Once the macroeconomic indicators have been identified, they shall be compared with the variations in characteristic variables predicted by the plan. Should differences emerge between determined variables and determined indicators, possible critical points may be identified. As far as the analysis performed by the evaluator is concerned, special focus shall be placed on positive differences regarding both price-revenue and sellable quantity and negative differences regarding the price-cost. Furthermore, the evaluator shall also verify that the criteria used to determine the variables expected with regard to revenues find a corresponding criteria with regard to costs, e.g. should the evaluator find that expected inflation has been only been adjusted with regard to price-revenue and not with regard to price-cost, the price-cost area will be highlighted as a critical area.

Risk Analysis of the Plan with Reference to the Initial State and the Planned Development Trajectory

As previously observed, the risk characterizing the planned development trajectory lies in the possibility of differences being verified with respect to the profit objective. These differences may be due to "unawareness" and insufficient skill in analyzing "aleatory" risk **. Thus aleatory events--as far as they are analyzed and managed--do not play an important role in determining the possibility of differences being verified with respect to expectations.

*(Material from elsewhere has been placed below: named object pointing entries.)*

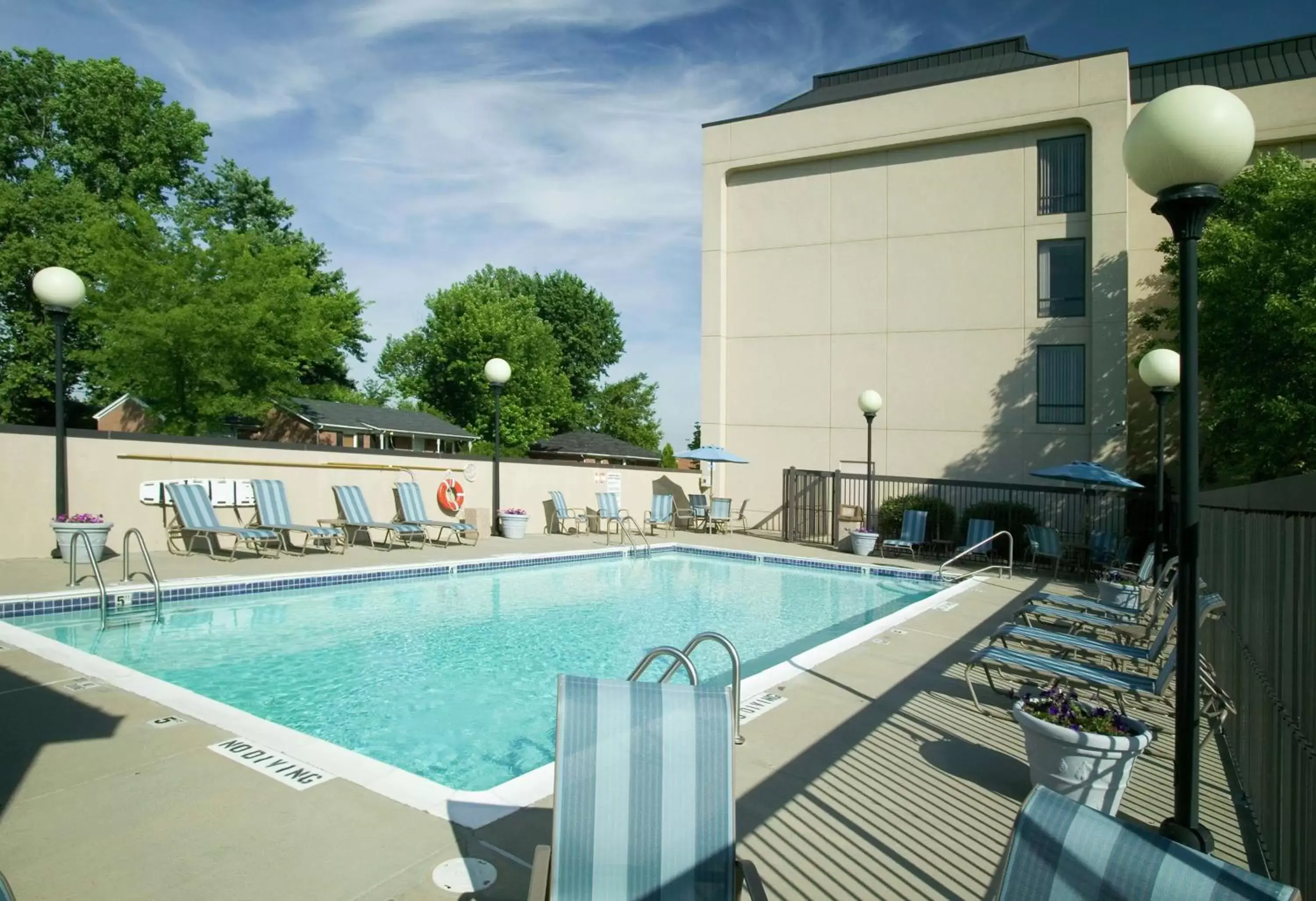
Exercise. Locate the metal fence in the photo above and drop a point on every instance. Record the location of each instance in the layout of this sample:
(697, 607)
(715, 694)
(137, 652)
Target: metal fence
(1264, 653)
(812, 503)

In order to measure possible differences between effective and expected results, we shall identify a means of comparison (a profit benchmark, indicated by [P.sub.[beta]]) with which to compare the profit objective ([P.sub.0]) characterizing the state objective So of the plan. This benchmark--created using probabilistic methodologies--reflects, to a certain degree of probability, the worse result the firm can achieve, considering the risk management actions implemented and should the adverse everts be traceable to unawareness verify. Comparing the plan objective and the profit benchmark, it is possible to determine the range of profit and thus to express an opinion regarding the overall risk involved in the development trajectory of the firm.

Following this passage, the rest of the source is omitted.